International Journal of Computer Applications |
Foundation of Computer Science (FCS), NY, USA |
Volume 66 - Number 20 |
Year of Publication: 2013 |
Authors: Jeby K Luthiya, C. Umamaheswari |
10.5120/11198-6213 |
Jeby K Luthiya, C. Umamaheswari . Development of Replica Free Repositories using Particle Swarm Optimization Algorithm. International Journal of Computer Applications. 66, 20 ( March 2013), 8-13. DOI=10.5120/11198-6213
The increasing volume of information available in digital media becomes a challenging problem for data administrators. Usually built on data gathered from different sources, data repositories such as those used by digital libraries and e-commerce brokers present records with disparate schemata and structures.
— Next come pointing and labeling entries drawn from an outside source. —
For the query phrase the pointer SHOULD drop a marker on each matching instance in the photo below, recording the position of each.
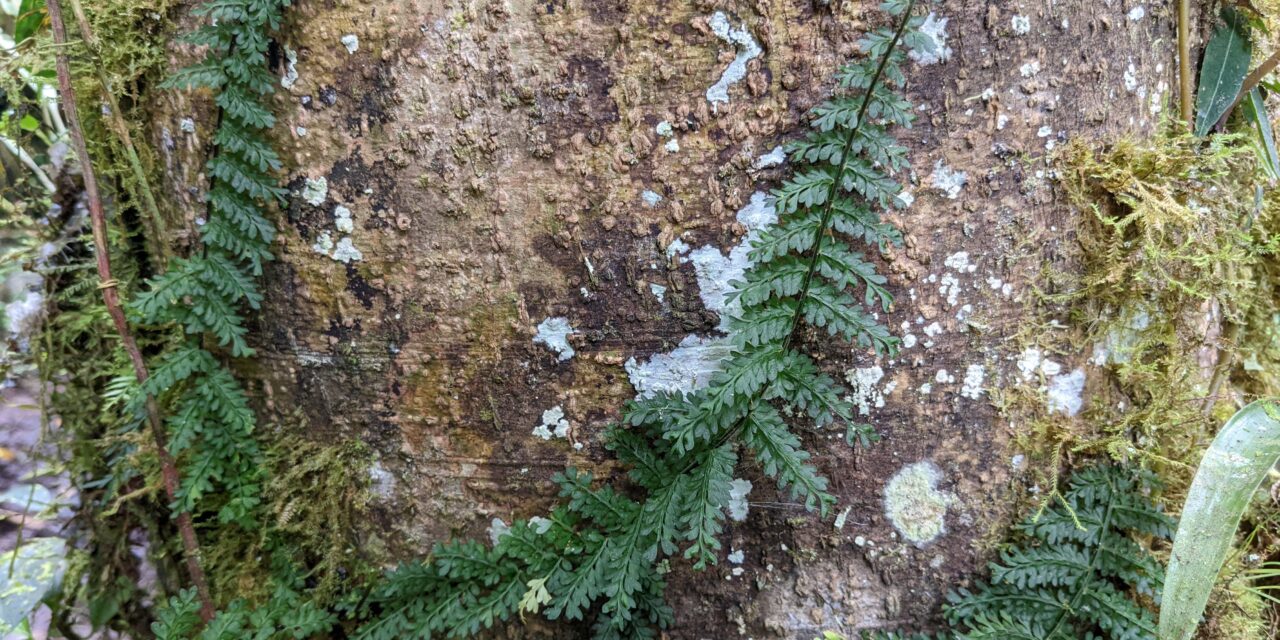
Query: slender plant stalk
(1184, 62)
(112, 298)
(117, 119)
(826, 216)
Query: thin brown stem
(112, 298)
(122, 128)
(1184, 62)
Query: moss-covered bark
(504, 163)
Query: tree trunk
(464, 170)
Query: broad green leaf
(1256, 110)
(31, 18)
(26, 579)
(1233, 467)
(1226, 63)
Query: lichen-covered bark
(488, 165)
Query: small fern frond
(599, 552)
(1066, 581)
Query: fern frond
(1066, 583)
(681, 448)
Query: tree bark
(499, 163)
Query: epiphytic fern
(1080, 570)
(206, 293)
(1079, 575)
(598, 553)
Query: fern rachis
(602, 545)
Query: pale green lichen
(914, 503)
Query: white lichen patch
(315, 190)
(351, 41)
(539, 525)
(380, 481)
(323, 243)
(936, 30)
(863, 392)
(842, 517)
(947, 179)
(716, 272)
(554, 424)
(342, 219)
(650, 197)
(1022, 24)
(960, 263)
(773, 158)
(973, 379)
(746, 50)
(1066, 393)
(950, 288)
(914, 503)
(344, 251)
(688, 368)
(554, 333)
(1130, 78)
(737, 492)
(1032, 362)
(497, 529)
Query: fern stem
(821, 233)
(112, 300)
(1093, 565)
(122, 128)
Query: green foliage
(602, 553)
(1226, 62)
(210, 423)
(286, 615)
(1235, 464)
(1080, 574)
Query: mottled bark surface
(494, 158)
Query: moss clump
(1174, 293)
(316, 508)
(1174, 289)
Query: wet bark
(499, 163)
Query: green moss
(1173, 286)
(315, 515)
(1174, 292)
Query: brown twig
(112, 298)
(1184, 62)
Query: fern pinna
(598, 553)
(210, 420)
(1080, 571)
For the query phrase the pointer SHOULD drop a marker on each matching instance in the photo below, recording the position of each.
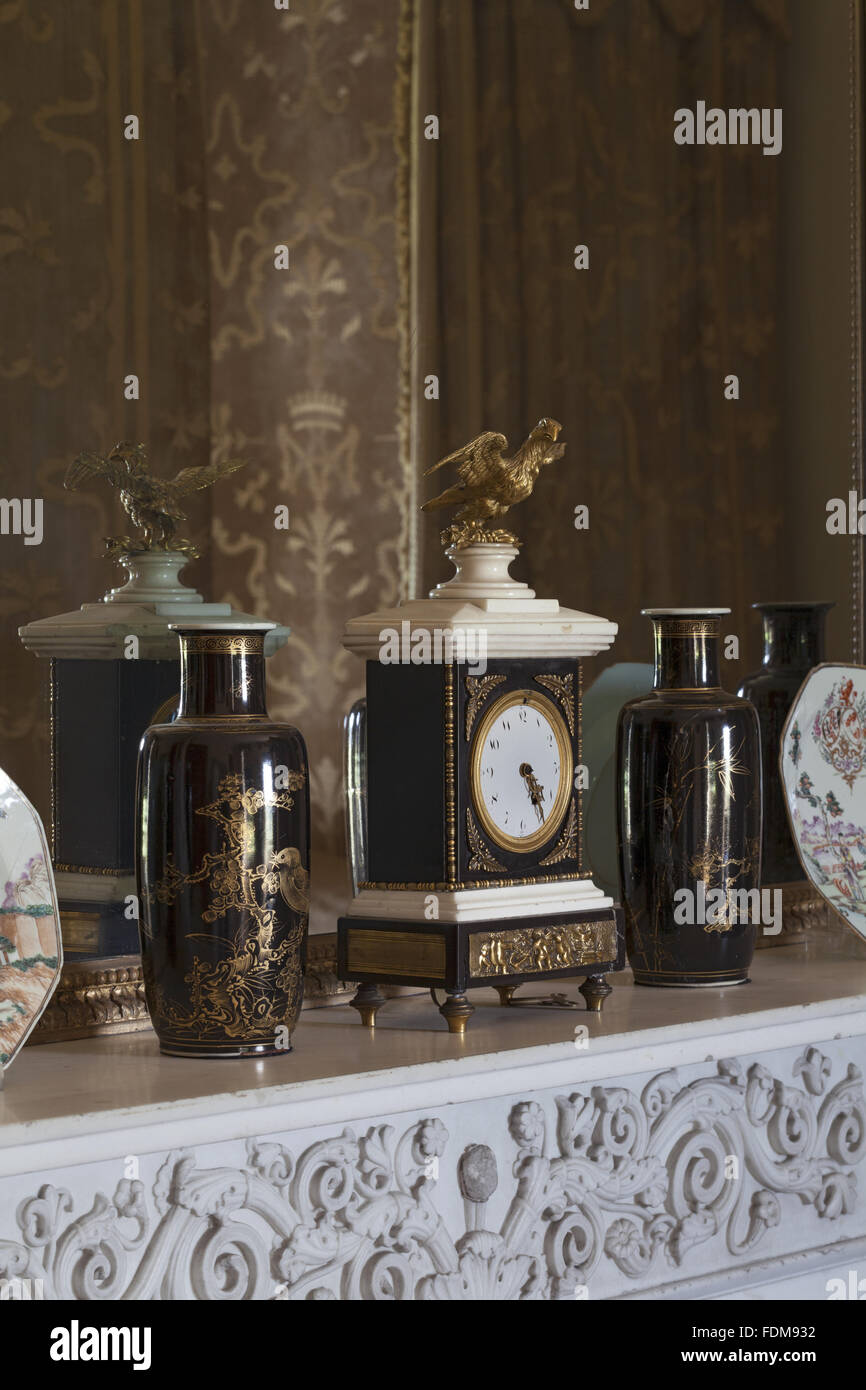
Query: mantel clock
(474, 869)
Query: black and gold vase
(793, 644)
(223, 856)
(688, 813)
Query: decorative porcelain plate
(31, 952)
(823, 773)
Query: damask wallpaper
(259, 127)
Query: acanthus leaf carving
(612, 1175)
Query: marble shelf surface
(102, 1096)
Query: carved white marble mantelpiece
(701, 1144)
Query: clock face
(520, 770)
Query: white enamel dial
(521, 770)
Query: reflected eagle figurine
(489, 483)
(153, 505)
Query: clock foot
(595, 990)
(456, 1011)
(367, 1000)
The increased volume even created redundant data also in the database. So a system or method is become immense to control the redundancy and duplication. In the proposed approach, a method that makes use of PSO (Particle Swarm Optimization) algorithm for generating the optimal similarity measure to decide whether the data is duplicate or not. PSO algorithm is used to generate the optimal similarity measure for the training datasets. Once the optimal similarity measure obtained, the deduplication of remaining datasets is done with the help of optimal similarity measure generated from the PSO algorithm.